The use of one source of truth for provider data management eliminates data duplication and repetitive tasks, and allows for easy knowledge transfer among authorized users. Further, centralizing provider data fosters the ability to communicate more effectively in sharing data, ensuring data integrity and transparency, and demonstrating accountability for large volumes of traceable data.

8. Security 

Data security requires vigilance over administrative, physical, and technical entry points. Cloud-based provider data management vendors consistently invest in security and are often better equipped than internal IT departments to address unique provider data privacy and security needs.
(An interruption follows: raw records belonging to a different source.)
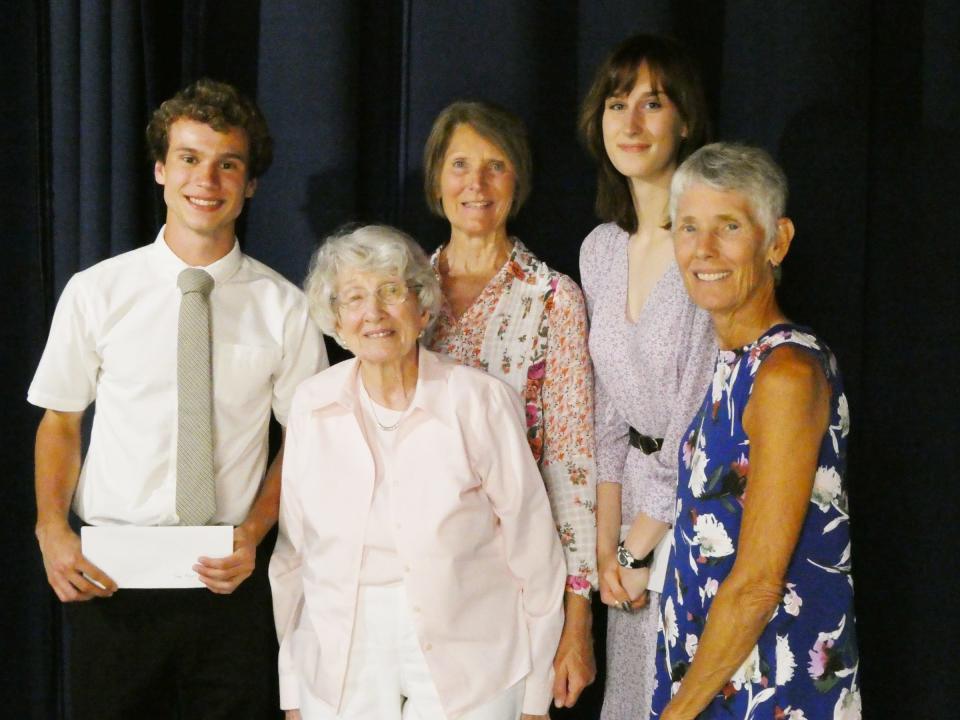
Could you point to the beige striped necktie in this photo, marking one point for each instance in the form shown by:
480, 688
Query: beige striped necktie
196, 491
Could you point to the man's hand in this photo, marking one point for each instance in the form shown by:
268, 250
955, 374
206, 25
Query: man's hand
68, 571
574, 665
224, 575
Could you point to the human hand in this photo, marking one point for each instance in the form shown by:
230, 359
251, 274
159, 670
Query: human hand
72, 577
634, 582
224, 575
612, 592
574, 665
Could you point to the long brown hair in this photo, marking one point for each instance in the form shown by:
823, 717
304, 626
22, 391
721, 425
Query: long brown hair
674, 70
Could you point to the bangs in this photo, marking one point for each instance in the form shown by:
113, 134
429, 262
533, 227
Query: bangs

A few examples include encryption, application of administrative permissions, and installation of security features that meet federal, state, and board regulations. 

9. Cost effectiveness

By eliminating the use of paper files and storing your provider data safely in the cloud, your organization avoids delays that slow reimbursement timelines, improves the efficiency of staff, and improves the bottom line. Often-overlooked costs associated with paper are offsite data storage, mailing costs, and environmental printer and ink disposal fees.

10. Compliance

Failure to submit required documentation on time draws fines and jeopardizes accreditation and compliance. A fully digital provider data management solution creates alerts, reminders, and automated workflows that ensure no step in the credentialing or enrollment process is missed.